학술논문
Temporal 3D Shape Modeling for Video-based Cloth-Changing Person Re-Identification
Document Type
Conference
Source
2024 IEEE/CVF Winter Conference on Applications of Computer Vision Workshops (WACVW) WACVW Applications of Computer Vision Workshops (WACVW), 2024 IEEE/CVF Winter Conference on. :173-182 Jan, 2024
Subject
Language
ISSN
2690-621X
Abstract
Video-based Cloth-Changing Person Re-ID (VCCRe-ID) refers to a real-world Re-ID problem where texture information like appearance or clothing becomes unreliable in long-term, limiting the applicability of traditional Re-ID methods. VCCRe-ID has not been well studied primarily due to (1) limited public datasets and (2) challenges related to extracting identity-related clothes-invariant cues from videos. Few existing works have heavily focused on gait-based features, which are severely affected under view-point changes and occlusions. In this work, we propose “Temporal 3D ShapE Modeling for VCCRe-ID” (SEMI), a lightweight end-to-end framework that addresses these issues by learning human 3D shape representations. The SEMI framework comprises of a Temporal 3D Shape Modeling branch, which extracts discriminative frame-wise 3D shape features using a temporal encoder, and an identity-aware 3D regressor.
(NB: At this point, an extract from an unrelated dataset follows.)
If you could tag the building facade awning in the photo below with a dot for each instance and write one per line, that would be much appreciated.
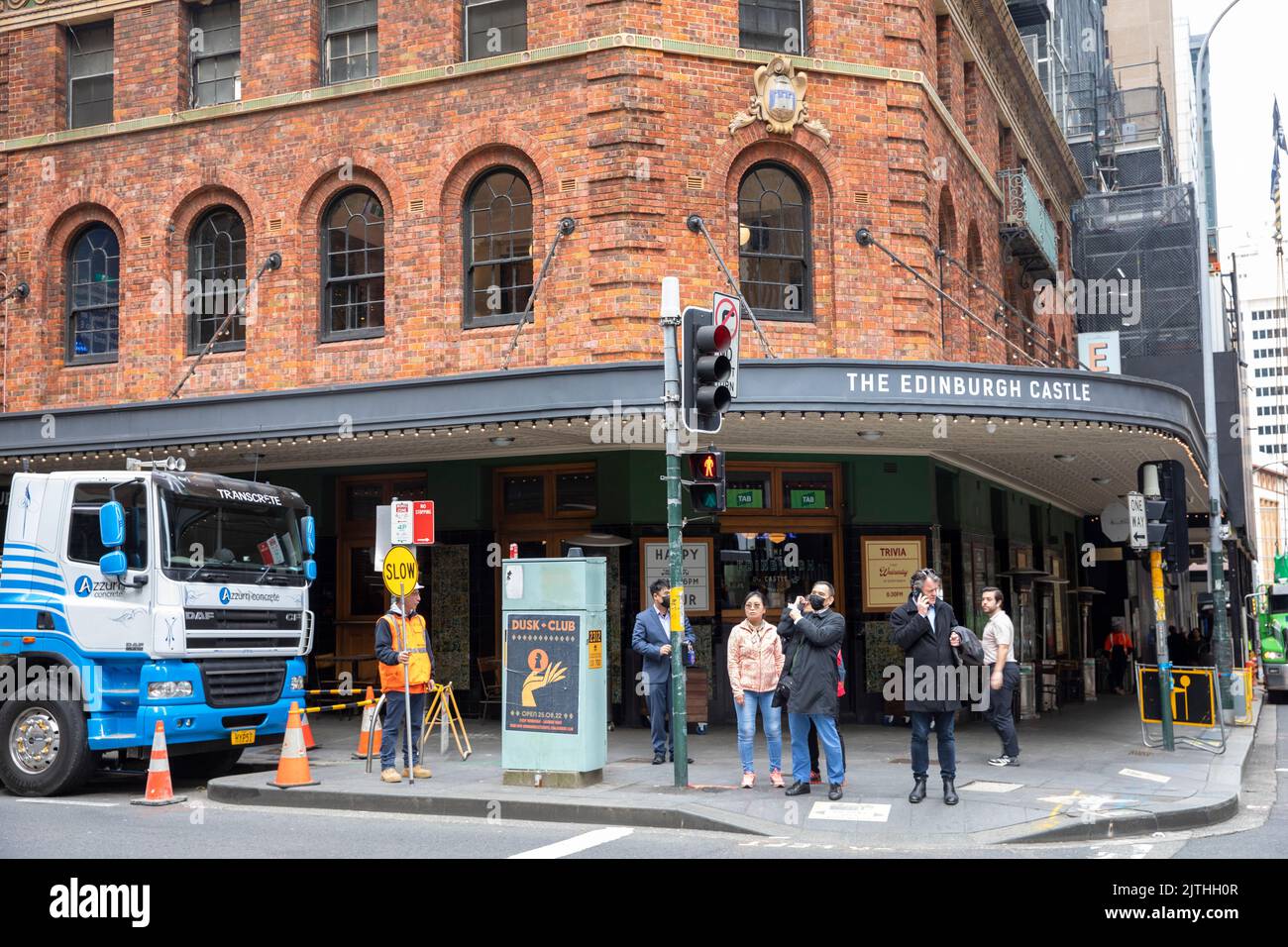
(1072, 437)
This is followed by a novel Attention-based Shape Aggregation (ASA) module that effectively aggregates frame-wise shape features for a fine-grained video-wise shape embedding. ASA leverages an attention mechanism to amplify the contribution of the most important frames while reducing redundancy during the aggregation process. Experiments on two VCCRe-ID datasets demonstrate that our proposed framework outperforms state-of-the-art methods by 10.7% in rank-1 accuracy and 7.4% in mAP in cloth-changing setting.